The event covered myriads of 5G applications, but to meet the hype and expectation surrounding 5G, operators desperately need to woo developers to build new applications on the platform. The most important benefit of Wavelength is that it makes it easier for developers to embed applications directly into operators’ 5G networks providing them with a valuable channel to market.

Operators that want to succeed in the long run, however, will need to compete for developer attention. Microservices, platform-as-a-service solutions and the quality of 5G network APIs in areas such as location, slicing, quality of service, security and network forensics for example will be as important to future competition as connectivity is today.

Eyes on Verizon

One of the most interesting 5G presentations came from Thierry Sender, director of IoT at Verizon. As AWS’ first partner to test Wavelength, many will be watching the carrier as the farthest ahead in this area.

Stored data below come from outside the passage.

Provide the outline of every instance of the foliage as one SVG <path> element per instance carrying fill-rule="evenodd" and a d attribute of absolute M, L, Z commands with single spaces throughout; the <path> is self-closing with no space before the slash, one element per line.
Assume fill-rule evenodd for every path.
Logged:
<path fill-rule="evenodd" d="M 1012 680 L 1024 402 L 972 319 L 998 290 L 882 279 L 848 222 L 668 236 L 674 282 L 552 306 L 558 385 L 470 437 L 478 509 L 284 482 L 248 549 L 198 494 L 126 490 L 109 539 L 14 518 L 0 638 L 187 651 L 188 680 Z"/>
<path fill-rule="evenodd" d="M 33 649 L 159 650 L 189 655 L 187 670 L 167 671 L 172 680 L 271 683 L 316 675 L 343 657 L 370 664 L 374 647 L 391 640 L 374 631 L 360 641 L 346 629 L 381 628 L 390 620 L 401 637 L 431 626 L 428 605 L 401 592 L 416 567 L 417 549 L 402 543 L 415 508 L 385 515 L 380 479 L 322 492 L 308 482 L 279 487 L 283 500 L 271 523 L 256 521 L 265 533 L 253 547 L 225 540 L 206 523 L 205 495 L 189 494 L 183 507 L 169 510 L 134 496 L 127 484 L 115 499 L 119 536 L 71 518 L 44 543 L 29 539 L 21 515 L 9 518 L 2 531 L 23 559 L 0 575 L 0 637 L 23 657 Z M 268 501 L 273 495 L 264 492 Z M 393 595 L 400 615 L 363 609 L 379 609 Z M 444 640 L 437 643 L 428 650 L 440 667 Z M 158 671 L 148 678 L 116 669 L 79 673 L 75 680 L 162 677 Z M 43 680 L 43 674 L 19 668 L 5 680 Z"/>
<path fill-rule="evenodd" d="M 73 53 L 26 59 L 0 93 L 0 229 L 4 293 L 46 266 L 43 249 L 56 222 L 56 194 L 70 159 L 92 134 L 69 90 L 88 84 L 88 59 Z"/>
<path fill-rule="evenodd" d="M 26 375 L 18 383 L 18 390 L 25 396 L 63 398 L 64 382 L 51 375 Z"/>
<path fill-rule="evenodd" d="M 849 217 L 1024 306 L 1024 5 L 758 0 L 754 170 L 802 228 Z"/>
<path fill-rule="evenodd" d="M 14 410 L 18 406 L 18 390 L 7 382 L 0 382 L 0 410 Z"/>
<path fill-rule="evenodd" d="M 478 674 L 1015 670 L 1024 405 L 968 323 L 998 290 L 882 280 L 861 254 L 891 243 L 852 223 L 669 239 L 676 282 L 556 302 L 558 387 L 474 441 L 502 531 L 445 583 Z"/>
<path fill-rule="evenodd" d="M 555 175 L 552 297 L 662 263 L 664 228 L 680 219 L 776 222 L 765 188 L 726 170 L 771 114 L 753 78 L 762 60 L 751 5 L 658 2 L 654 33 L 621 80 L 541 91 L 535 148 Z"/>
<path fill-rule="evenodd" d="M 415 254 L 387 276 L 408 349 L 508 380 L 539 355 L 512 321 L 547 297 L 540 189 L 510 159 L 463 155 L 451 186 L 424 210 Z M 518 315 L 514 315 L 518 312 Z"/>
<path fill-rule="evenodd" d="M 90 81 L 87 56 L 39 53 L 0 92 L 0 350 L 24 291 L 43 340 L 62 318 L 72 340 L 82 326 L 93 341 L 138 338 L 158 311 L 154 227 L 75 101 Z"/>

As Verizon’s preferred cloud since 2018, AWS Outposts will be deployed in the carrier’s switching centres. Verizon has been trialling the Wavelength service in Chicago throughout 2020. Gaming company Bethesda was announced as the first customer to trial Wavelength, with other major markets in the US set to follow by the end of 2020.

The Final Take

AWS is demonstrating early leadership in edge 5G and operator transformation. To maintain this, several important areas should now come into focus over the next 12 months.

  • The competition. Cloud providers face mounting pressure to make themselves more relevant to industries and at the same time, they are jockeying to win the early race in hybrid and edge computing. AWS has been an early mover in both fields, but competition is growing. Microsoft’s differentiation will stem from the assets it gained in 5G core networks from its acquisitions of Affirmed Networks and Metaswitch. Google Cloud appears to be exploiting its own network with operators and focusing on the orchestration of hybrid multicloud and edge workloads with Anthos for Telecom. The market is still young, and AWS will need to continue to invest in its strategy for the sector.
  • Partners. Microsoft’s recent purchases are raising questions about whether AWS will follow suit and either buy or take a stake in a major provider of 5G infrastructure. For now, rather than pursuing a “me too” strategy, AWS must, above all, ensure it maintains the strength of its ecosystem of telecom partners as a leading differentiator.
  • Go-to-market approach. As Wavelength matures, AWS will need to provide more clarity to successful go-to-market strategies with operators, particularly in areas such as billing, joint service-level agreements and service reselling and customer support.
  • Trust. Finally, as much as 20% of cloud workloads could be running on 5G networks within the next seven years. Operators will naturally be cautious of hyperscalers moving up into the 5G stack to grasp opportunities in 5G more independently, first in platform-as-a-service solutions and then into the radio access network itself. I think the likelihood of this happening in the short term is low, but AWS will need to build trust with operators and ensure they understand that it’s a partner, not a rival in the long run.

CCS Insight has long predicted that cloud providers and telecom operators would become bedfellows as 5G arrives, to bring commercial cloud services to the network edge for developers and enterprises. AWS’ Telco Symposium was a good window into this trend and the company’s long-term strategy.